Sleep Apnea and the Perioperative Period: An Epidemic

Surgeons and hospitals are concerned about perioperative risk reduction for obstructive sleep apnea patients.

Approximately 25 percent of American men and 10 percent of American women have obstructive sleep apnea (OSA). OSA causes several adverse effects, ranging from a simple loss of productivity to an increased risk of cardiopulmonary disease and sometimes related death.

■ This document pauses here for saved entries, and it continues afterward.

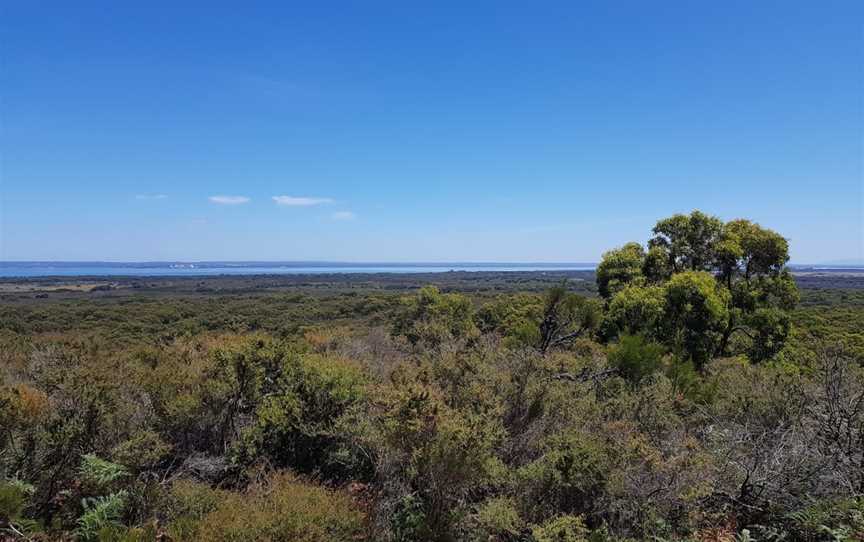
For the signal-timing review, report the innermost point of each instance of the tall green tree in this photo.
(703, 287)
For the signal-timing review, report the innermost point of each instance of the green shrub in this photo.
(635, 358)
(561, 529)
(286, 510)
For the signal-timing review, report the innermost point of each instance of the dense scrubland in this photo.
(689, 390)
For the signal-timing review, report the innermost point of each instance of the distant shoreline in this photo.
(34, 269)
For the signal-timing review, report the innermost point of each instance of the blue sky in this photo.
(423, 131)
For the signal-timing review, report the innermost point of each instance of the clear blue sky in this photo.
(423, 131)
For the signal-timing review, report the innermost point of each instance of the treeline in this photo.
(690, 401)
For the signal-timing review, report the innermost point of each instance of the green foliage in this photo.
(747, 307)
(635, 309)
(100, 472)
(100, 514)
(432, 318)
(636, 358)
(566, 317)
(561, 529)
(569, 477)
(620, 268)
(711, 405)
(497, 519)
(298, 422)
(14, 495)
(695, 314)
(287, 510)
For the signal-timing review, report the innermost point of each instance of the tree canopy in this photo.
(702, 286)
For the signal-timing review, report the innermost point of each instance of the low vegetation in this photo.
(698, 397)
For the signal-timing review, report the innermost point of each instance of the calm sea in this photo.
(90, 269)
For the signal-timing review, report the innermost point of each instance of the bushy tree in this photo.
(566, 317)
(717, 282)
(431, 318)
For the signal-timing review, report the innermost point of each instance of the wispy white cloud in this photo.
(293, 201)
(228, 200)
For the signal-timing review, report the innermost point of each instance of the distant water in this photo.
(170, 269)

OSA appears to increase perioperative complication risk, and patients who need or want surgical procedures of any type are more likely to have a diagnosis of OSA than those in the general population. With more than 40 million surgical procedures performed annually, that translates to a significant concern and an ongoing challenge for surgeons. Around 25 percent of surgical candidates may have OSA, and up to 80 percent of bariatric surgery candidates carry the diagnosis. But those figures may be low, as the majority of OSA cases are undiagnosed. Therefore, surgeons and hospitals are concerned about perioperative risk reduction for OSA patients.

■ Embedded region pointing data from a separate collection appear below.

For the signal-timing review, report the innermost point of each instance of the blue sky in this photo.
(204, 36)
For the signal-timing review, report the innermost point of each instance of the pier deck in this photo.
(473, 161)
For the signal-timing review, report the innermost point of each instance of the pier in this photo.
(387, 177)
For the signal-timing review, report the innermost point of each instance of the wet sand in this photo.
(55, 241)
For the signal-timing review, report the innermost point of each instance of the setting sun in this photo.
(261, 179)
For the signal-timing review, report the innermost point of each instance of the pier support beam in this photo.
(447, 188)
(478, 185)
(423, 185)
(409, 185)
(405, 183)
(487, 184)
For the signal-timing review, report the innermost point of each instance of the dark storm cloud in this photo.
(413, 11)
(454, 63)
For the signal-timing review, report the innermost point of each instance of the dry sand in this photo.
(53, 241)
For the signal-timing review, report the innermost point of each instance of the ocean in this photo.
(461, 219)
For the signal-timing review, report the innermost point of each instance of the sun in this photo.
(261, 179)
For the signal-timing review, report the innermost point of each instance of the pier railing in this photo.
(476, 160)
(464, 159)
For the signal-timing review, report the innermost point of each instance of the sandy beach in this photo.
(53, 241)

When patients fail their surgeons’ OSA screening tools, many patients receive an initial indication that they may have the respiratory condition. Although those patients are then referred for workup and treatment, the surgeons must solve the dilemma of imminent surgery. Should surgery be canceled, delayed until OSA workup can be completed, or started right away?

In a “Perspectives” article in The New England Journal of Medicine, a team of anesthesiologists reviewed the current situation with attention to the American Society of Anesthesiologists’ 2012 guidelines for perioperative care of OSA patients. The guidelines suggest observing OSA patients for prolonged periods after surgery and prescribing routine positive airway pressure (PAP) intervention to reduce the risk of respiratory compromise that can occur as a result of surgical insults and respiratory-depressant drugs, including anesthetics and opioids. They also recommend postoperative pain management with non-opioid analgesic techniques.

The authors pointed out that the diagnosis and treatment of OSA is still in its infancy, and more research — especially on the perioperative period — is needed to clarify successful therapies and treatment durations. The researchers urged surgeons and institutions to stay abreast of the issue and develop policies and procedures for dealing with OSA patients, whether they are newly diagnosed or already receiving treatment.